Unix HOWTOs and Tips Short unix command line administration tips and scripts

30Oct/110

Simple PHP cyr2lat command line transliteration filter from bulgarian to latin

Sometimes you need to easily convert some Cyrillic Bulgarian text to its latin equivalent (a process known as "romanization", see Romanization of Bulgarian ).

A possible use case scenario is making slugs for urls, containing bulgarian.

Since it is a common task, in the best Unix tradition, it is very usefull to have a simple command line filter, into which you can pipe the cyrillic text, and producing the romanized version in its output.

Here is a simple version of the command line filter cyr2lat, written in php, that does just that:

#!/usr/bin/env php
<?php
$cyr  = array('а','б','в','г','д','е','ж','з','и','й','к','л','м','н','о','п','р',
              'с','т','у','ф','х','ц','ч','ш','щ','ъ','ь','ю','я',
              'А','Б','В','Г','Д','Е','Ж','З','И','Й','К','Л','М','Н','О','П','Р',
              'С','Т','У','Ф','Х','Ц','Ч','Ш','Щ','Ъ','Ь', 'Ю','Я' );
$lat = array( 'a','b','v','g','d','e','zh','z','i','y','k','l','m','n','o','p','r',
              's','t','u','f' ,'h' ,'ts' ,'ch','sh' ,'sht' ,'a' ,'y' ,'yu','ya',
              'A','B','V','G','D','E','Zh','Z','I','Y','K','L','M','N','O','P','R',
              'S','T','U','F' ,'H' ,'Ts' ,'Ch','Sh' ,'Sht' ,'A' ,'Y' ,'Yu' ,'Ya' );

$in = fopen ("php://stdin","r");
while($line = fgets($in)){
    echo str_replace($cyr, $lat, $line);
}

Source of cyr2lat.php

To use it, just save it to a file named cyr2lat.php, then make this script executable by:

chmod 755 cyr2lat.php

... and possibly move it to a location in your path:

mv cyr2lat.php /usr/local/bin

or

mv cyr2lat.php ~/bin

After this, you can run for example:

echo "Това е текст на кирилица" | cyr2lat.php

and you will get:

Tova e tekst na kirilitsa

 

NB: This filter assumes that the input text is in the utf8 encoding.
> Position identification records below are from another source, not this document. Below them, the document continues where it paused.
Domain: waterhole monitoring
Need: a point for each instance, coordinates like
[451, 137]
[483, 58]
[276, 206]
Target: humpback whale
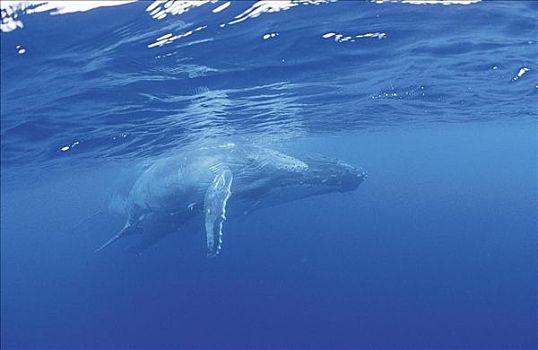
[201, 182]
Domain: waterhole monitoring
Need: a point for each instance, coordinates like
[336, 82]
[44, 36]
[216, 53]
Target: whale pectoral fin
[216, 197]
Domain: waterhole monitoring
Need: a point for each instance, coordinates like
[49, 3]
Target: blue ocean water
[435, 250]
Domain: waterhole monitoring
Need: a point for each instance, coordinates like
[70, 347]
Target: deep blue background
[437, 249]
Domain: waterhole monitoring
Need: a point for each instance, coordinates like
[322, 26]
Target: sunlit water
[436, 249]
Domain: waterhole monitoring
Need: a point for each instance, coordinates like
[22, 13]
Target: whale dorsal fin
[216, 197]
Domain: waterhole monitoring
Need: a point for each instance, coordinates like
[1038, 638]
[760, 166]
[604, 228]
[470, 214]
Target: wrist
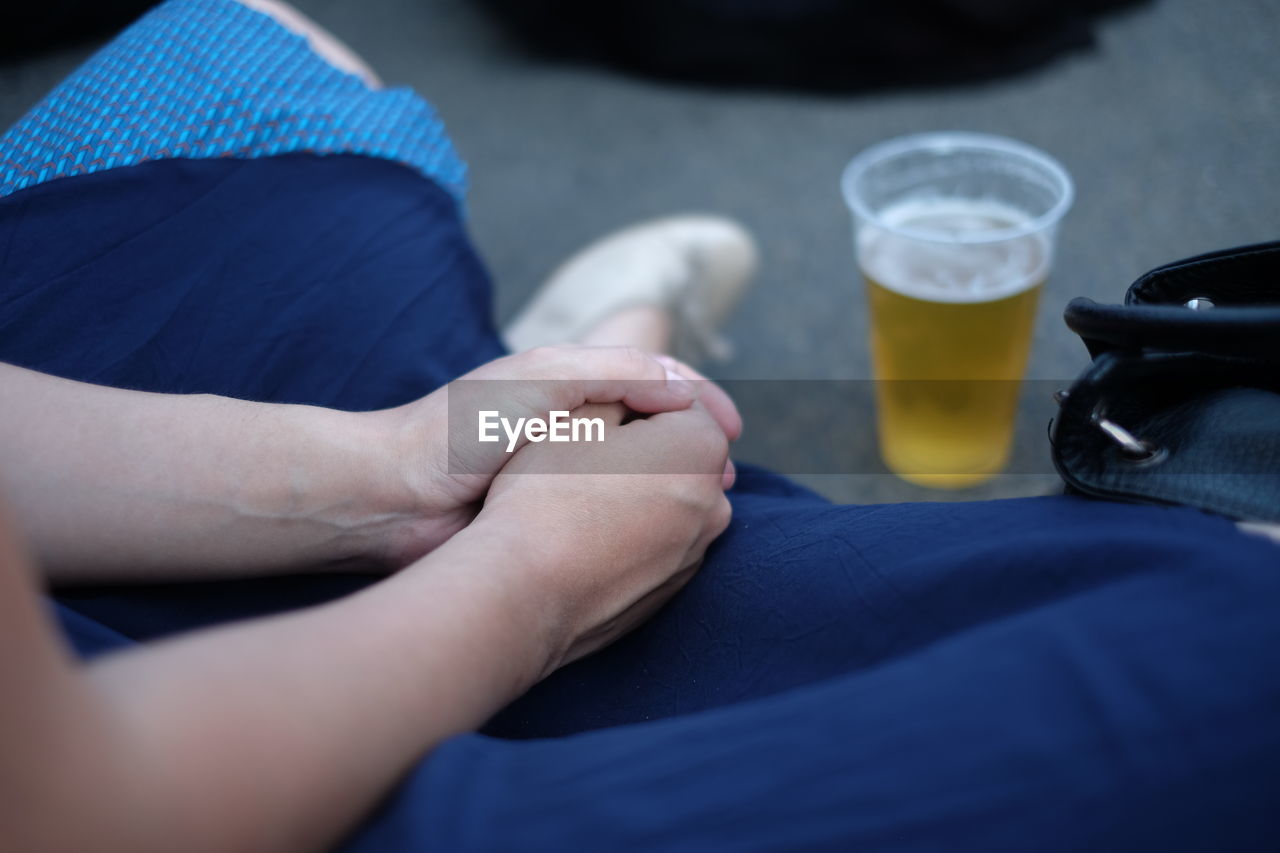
[502, 566]
[339, 479]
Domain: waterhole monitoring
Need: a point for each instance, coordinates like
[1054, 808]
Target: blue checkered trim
[213, 78]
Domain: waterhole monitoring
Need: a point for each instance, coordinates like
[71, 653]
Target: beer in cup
[954, 236]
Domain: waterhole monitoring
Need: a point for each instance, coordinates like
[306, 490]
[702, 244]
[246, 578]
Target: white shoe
[694, 267]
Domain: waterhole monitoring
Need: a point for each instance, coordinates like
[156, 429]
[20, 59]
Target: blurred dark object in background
[831, 45]
[32, 26]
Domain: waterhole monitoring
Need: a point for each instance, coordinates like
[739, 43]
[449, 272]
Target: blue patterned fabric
[1046, 674]
[213, 78]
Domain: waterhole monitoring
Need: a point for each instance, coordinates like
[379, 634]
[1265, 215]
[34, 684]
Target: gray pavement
[1170, 128]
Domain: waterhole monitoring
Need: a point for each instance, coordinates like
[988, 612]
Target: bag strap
[1225, 302]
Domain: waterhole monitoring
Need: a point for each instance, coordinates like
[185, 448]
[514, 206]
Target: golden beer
[951, 327]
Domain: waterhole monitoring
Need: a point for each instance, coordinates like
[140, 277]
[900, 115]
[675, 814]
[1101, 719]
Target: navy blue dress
[1048, 674]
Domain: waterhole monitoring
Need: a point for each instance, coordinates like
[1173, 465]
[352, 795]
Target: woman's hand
[446, 484]
[594, 552]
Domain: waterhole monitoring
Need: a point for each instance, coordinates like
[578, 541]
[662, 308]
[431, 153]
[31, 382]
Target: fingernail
[680, 386]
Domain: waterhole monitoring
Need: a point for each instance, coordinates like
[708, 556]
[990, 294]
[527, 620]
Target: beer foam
[909, 252]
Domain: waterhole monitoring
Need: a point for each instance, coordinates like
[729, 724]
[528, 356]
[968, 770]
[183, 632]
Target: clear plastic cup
[954, 236]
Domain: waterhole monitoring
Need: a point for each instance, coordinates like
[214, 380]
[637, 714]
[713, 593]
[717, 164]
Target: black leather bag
[1182, 402]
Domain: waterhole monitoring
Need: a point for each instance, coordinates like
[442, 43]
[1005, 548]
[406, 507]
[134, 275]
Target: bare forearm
[278, 735]
[119, 484]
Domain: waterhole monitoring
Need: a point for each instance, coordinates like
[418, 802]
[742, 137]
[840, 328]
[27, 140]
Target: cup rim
[945, 141]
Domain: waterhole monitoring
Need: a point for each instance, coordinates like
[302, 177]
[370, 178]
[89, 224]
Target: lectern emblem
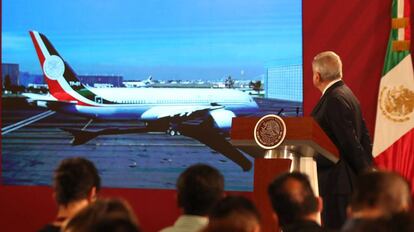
[270, 131]
[397, 103]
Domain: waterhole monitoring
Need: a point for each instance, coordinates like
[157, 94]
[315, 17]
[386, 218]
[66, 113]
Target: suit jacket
[339, 114]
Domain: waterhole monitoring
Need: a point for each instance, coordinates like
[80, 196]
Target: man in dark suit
[339, 114]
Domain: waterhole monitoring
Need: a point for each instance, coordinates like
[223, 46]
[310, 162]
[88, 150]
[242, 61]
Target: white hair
[329, 65]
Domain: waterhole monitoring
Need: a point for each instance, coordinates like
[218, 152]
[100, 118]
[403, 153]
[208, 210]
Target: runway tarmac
[30, 153]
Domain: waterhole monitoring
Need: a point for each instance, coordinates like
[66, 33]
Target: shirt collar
[330, 84]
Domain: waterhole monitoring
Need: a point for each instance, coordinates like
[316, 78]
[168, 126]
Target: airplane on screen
[139, 84]
[202, 114]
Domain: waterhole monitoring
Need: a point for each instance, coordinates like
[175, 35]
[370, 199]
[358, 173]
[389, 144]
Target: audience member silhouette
[104, 215]
[234, 214]
[295, 203]
[199, 188]
[378, 194]
[75, 184]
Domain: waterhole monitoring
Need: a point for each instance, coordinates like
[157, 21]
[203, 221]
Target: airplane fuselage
[147, 104]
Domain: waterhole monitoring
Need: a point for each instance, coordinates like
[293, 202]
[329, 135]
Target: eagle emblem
[270, 131]
[396, 103]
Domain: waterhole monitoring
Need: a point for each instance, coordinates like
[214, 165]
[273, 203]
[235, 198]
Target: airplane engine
[222, 118]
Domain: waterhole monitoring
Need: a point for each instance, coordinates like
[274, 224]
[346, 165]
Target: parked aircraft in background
[202, 114]
[138, 84]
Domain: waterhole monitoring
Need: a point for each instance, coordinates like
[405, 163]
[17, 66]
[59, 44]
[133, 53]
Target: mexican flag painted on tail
[394, 127]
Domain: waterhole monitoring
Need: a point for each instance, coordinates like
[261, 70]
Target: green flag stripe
[394, 9]
[392, 58]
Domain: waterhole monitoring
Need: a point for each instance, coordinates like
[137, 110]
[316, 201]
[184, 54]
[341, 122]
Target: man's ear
[318, 77]
[349, 212]
[319, 201]
[92, 195]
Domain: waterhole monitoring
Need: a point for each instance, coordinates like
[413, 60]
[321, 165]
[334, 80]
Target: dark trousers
[334, 211]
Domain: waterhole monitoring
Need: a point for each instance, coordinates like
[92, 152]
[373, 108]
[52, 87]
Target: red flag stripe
[399, 157]
[407, 8]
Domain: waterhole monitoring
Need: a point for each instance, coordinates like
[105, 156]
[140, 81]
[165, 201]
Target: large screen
[109, 70]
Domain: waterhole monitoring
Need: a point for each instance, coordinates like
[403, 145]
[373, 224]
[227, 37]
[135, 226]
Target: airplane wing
[216, 141]
[46, 100]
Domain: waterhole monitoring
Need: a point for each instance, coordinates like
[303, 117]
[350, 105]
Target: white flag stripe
[386, 131]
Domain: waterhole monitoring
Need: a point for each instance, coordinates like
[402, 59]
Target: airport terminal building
[284, 82]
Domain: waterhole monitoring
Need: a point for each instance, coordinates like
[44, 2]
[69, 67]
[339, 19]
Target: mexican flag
[394, 128]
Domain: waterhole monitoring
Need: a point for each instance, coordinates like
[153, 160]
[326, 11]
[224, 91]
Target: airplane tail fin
[62, 81]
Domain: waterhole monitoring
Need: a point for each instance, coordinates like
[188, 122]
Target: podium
[304, 141]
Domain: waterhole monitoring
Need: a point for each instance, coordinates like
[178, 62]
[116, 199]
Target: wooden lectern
[304, 141]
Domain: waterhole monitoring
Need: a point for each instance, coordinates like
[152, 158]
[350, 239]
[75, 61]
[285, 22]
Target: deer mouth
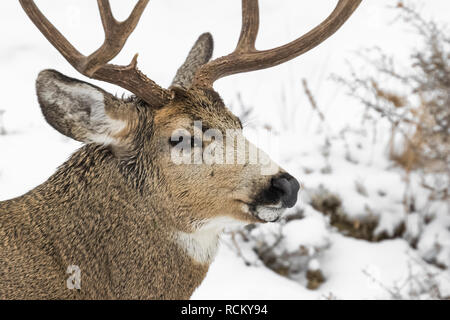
[266, 212]
[269, 213]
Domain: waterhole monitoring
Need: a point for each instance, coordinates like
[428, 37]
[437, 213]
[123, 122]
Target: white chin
[269, 213]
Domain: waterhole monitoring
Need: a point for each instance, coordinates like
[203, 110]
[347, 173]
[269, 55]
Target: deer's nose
[287, 187]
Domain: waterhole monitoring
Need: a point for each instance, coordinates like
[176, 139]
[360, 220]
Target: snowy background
[306, 256]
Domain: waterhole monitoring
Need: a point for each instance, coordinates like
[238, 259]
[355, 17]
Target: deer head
[140, 131]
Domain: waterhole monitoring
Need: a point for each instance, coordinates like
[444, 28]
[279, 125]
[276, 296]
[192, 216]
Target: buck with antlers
[131, 221]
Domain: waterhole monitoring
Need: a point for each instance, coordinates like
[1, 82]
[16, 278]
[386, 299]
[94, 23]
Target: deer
[130, 221]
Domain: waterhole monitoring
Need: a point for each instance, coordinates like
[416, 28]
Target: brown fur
[116, 216]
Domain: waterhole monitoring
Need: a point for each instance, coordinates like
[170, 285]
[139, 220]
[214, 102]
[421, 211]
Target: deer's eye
[173, 141]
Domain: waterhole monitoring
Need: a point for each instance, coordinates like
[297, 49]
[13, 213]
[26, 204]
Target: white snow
[31, 150]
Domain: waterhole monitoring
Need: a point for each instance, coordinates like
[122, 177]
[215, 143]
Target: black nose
[287, 187]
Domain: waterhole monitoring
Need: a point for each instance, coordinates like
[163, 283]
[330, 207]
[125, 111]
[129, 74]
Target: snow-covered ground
[31, 150]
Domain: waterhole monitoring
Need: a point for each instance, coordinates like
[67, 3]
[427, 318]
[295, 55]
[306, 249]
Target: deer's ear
[79, 110]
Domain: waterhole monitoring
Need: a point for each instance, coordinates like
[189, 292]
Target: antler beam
[246, 58]
[96, 65]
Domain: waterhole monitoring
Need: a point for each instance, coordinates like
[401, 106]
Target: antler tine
[246, 58]
[250, 26]
[96, 65]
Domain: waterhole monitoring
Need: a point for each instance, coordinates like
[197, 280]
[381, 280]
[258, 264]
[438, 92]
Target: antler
[246, 58]
[96, 65]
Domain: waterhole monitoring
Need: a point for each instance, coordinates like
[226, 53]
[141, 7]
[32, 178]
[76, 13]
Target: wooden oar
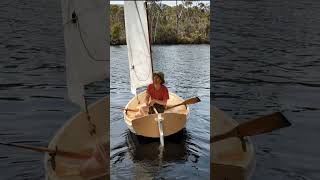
[186, 102]
[133, 110]
[254, 127]
[66, 154]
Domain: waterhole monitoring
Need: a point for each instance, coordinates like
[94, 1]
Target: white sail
[137, 35]
[86, 44]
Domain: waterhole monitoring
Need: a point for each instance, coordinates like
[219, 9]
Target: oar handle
[174, 106]
[229, 134]
[67, 154]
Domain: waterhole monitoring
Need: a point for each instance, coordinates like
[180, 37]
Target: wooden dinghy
[74, 137]
[228, 158]
[174, 119]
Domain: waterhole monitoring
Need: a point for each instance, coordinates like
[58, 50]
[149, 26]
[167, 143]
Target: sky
[170, 3]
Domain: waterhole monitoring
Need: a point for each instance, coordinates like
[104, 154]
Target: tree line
[185, 23]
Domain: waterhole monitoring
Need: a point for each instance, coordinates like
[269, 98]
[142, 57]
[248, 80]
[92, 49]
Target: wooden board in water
[228, 160]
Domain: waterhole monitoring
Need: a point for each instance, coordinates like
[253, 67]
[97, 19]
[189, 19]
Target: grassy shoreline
[170, 25]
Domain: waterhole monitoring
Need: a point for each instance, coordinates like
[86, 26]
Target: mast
[149, 32]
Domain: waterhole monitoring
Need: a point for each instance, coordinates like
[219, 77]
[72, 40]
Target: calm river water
[186, 155]
[33, 93]
[266, 57]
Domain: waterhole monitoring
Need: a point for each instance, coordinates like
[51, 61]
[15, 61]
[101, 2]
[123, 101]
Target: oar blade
[263, 125]
[192, 101]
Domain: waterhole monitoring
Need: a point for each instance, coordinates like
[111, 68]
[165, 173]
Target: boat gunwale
[57, 135]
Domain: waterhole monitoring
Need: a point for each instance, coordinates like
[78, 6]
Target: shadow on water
[148, 149]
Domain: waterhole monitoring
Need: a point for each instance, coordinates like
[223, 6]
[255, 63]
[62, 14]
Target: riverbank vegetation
[185, 23]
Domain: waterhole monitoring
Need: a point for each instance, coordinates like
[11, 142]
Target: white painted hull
[74, 136]
[174, 119]
[228, 160]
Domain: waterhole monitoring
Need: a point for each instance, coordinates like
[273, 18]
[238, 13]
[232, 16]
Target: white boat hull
[228, 159]
[174, 119]
[74, 136]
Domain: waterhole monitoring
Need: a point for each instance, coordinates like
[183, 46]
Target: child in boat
[157, 96]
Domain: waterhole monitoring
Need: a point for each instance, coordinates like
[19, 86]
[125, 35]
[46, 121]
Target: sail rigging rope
[85, 46]
[74, 20]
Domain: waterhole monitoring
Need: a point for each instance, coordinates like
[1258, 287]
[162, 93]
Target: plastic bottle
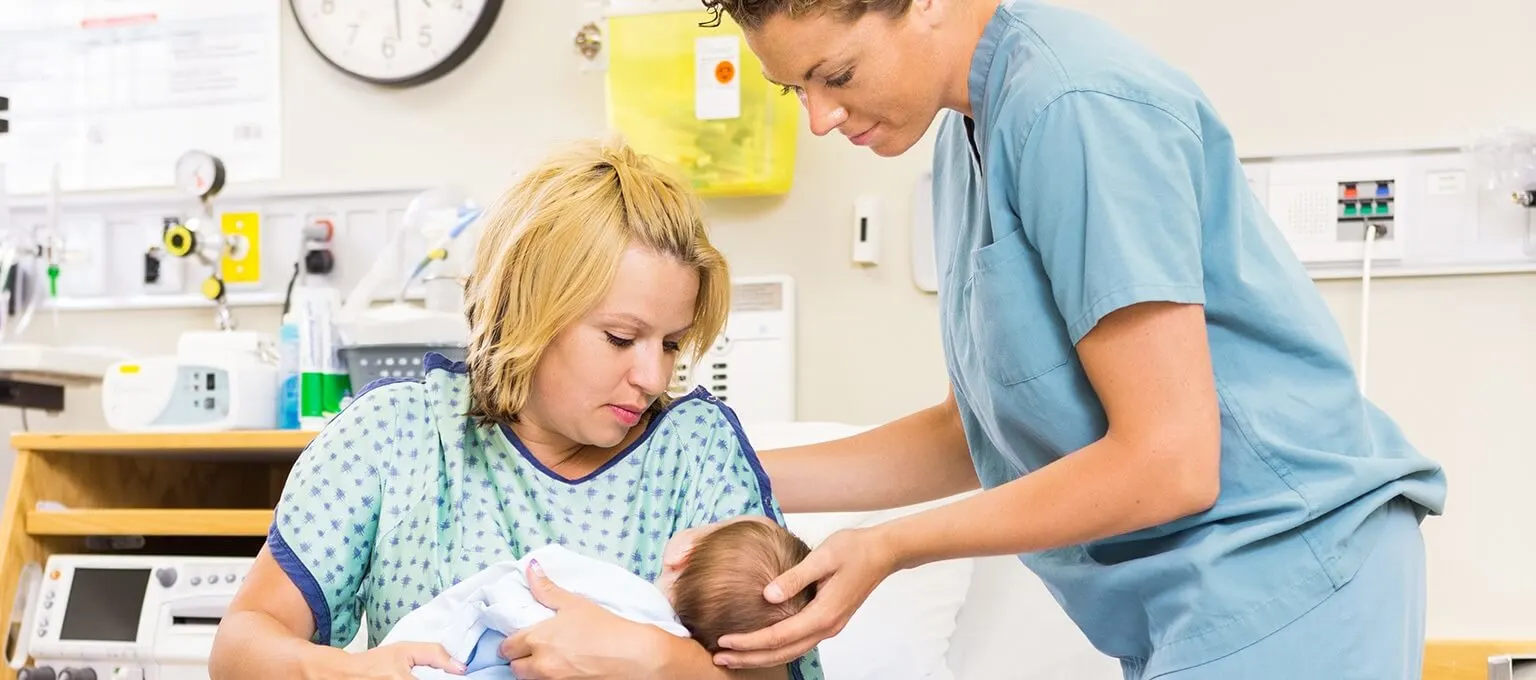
[324, 381]
[288, 375]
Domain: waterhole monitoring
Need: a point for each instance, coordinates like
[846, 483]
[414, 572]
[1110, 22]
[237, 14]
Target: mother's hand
[847, 567]
[581, 642]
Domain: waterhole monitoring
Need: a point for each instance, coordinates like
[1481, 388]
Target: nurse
[1143, 378]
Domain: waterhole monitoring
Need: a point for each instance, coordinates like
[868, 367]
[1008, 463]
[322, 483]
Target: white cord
[1372, 234]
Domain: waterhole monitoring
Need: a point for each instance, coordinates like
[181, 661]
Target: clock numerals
[395, 42]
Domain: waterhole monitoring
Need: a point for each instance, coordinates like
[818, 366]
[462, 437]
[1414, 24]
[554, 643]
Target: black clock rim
[456, 59]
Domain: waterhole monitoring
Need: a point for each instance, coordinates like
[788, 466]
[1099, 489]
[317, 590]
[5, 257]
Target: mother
[1143, 375]
[589, 283]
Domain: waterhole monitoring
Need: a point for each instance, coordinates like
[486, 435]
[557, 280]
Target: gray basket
[370, 363]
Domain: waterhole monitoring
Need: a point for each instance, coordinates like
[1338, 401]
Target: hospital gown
[403, 496]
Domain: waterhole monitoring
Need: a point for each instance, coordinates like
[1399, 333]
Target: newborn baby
[718, 593]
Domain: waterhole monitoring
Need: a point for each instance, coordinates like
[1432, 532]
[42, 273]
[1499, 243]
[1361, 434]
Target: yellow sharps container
[696, 97]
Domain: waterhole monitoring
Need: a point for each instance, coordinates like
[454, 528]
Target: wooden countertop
[244, 441]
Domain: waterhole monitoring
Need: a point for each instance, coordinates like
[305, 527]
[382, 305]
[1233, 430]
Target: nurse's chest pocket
[1014, 321]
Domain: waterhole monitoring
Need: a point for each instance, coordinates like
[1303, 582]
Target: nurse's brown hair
[751, 14]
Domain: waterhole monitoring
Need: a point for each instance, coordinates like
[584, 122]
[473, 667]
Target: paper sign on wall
[719, 77]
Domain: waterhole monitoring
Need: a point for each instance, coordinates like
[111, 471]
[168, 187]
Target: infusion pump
[128, 617]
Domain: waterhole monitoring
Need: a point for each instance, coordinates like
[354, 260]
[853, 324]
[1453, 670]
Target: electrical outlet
[240, 261]
[1364, 201]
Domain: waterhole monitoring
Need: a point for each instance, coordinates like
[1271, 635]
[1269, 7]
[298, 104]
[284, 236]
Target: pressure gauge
[200, 174]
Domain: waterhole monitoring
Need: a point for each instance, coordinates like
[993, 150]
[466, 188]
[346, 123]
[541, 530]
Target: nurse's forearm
[1103, 490]
[922, 456]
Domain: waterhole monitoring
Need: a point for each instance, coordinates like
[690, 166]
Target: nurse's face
[879, 80]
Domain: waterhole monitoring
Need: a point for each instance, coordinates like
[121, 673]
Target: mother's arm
[300, 600]
[585, 640]
[914, 459]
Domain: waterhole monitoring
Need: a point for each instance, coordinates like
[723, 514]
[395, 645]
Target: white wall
[1452, 356]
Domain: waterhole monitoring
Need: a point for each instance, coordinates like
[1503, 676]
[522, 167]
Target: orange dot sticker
[724, 72]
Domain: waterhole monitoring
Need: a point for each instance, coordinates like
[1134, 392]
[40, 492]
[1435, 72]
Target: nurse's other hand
[581, 640]
[847, 567]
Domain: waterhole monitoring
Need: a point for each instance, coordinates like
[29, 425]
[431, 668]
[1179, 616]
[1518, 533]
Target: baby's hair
[721, 590]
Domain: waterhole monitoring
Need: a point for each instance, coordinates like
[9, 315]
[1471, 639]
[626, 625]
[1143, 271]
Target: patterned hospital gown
[403, 496]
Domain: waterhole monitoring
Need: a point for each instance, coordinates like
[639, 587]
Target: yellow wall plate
[240, 261]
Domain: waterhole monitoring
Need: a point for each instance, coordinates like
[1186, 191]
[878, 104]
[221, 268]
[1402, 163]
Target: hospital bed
[985, 619]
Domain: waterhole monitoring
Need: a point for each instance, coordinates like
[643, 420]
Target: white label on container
[1447, 183]
[719, 77]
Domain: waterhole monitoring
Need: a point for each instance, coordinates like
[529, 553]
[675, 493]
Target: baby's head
[721, 590]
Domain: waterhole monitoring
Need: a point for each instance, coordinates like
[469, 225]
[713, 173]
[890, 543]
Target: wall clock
[395, 43]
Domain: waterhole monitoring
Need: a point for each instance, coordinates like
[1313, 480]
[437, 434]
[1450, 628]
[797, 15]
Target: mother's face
[876, 79]
[601, 373]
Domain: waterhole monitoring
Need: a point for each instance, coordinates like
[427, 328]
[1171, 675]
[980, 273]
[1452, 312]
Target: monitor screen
[105, 605]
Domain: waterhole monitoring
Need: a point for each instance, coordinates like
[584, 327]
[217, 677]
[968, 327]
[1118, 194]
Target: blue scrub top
[1102, 177]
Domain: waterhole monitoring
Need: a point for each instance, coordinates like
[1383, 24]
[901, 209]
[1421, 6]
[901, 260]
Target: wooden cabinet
[183, 493]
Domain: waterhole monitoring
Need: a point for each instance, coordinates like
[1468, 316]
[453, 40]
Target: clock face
[395, 42]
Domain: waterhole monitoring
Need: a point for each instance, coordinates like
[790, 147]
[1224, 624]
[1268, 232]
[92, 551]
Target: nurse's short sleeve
[1109, 195]
[327, 518]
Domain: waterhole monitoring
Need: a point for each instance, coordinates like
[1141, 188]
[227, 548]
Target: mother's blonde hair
[549, 254]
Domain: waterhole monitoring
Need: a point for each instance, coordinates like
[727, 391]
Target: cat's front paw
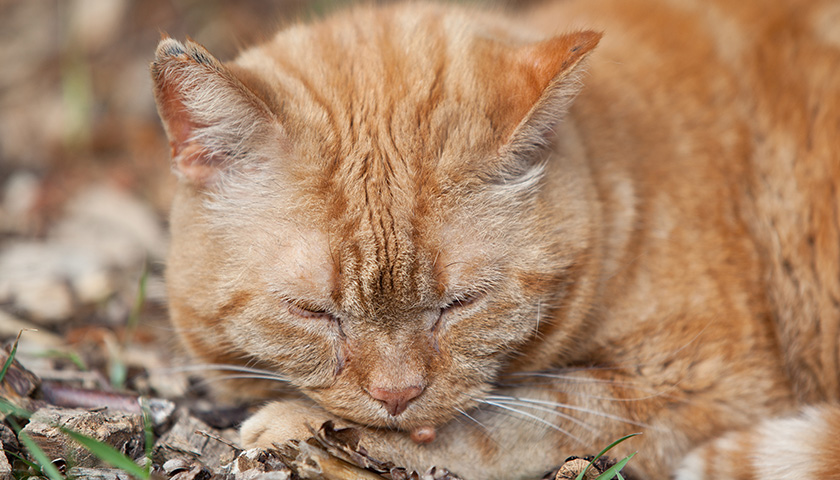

If you have an input text in the cp1251 encoding, just pipe it first through iconv, like this:

echo "Това е пак текст на кирилица, но този път с кодировка cp1251" |iconv -fcp1251 -tutf8 |cyr2lat.php

 

6Mar/110

Using jed with different encodings – utf8 and cp1251.

Maintaining websites through remote ssh connections, requires using console editors which should start fast, do not require huge amounts of memory and are easy to use.

The powerfull editors Vim and Emacs are not good for this task - although VIM is virtually guaranteed to be installed and it is fast, can be customized and so on, it is hardly easy to learn. Emacs may be easier, it has menus and tutorial, it is very customizable, but is not too fast to start.

In contrast, Jed is a very light weight editor which is ideal for quick changes, because it starts instantly, supports syntax highlighting for many common programming languages and has good UTF8 support. It has emacs like macro recorder, buffers, and auto indenting too. It also supports emacs keyboard shortcuts by default, so if you use emacs for longer programming sessions, you probably will like jed when you need to edit quickly some remote files.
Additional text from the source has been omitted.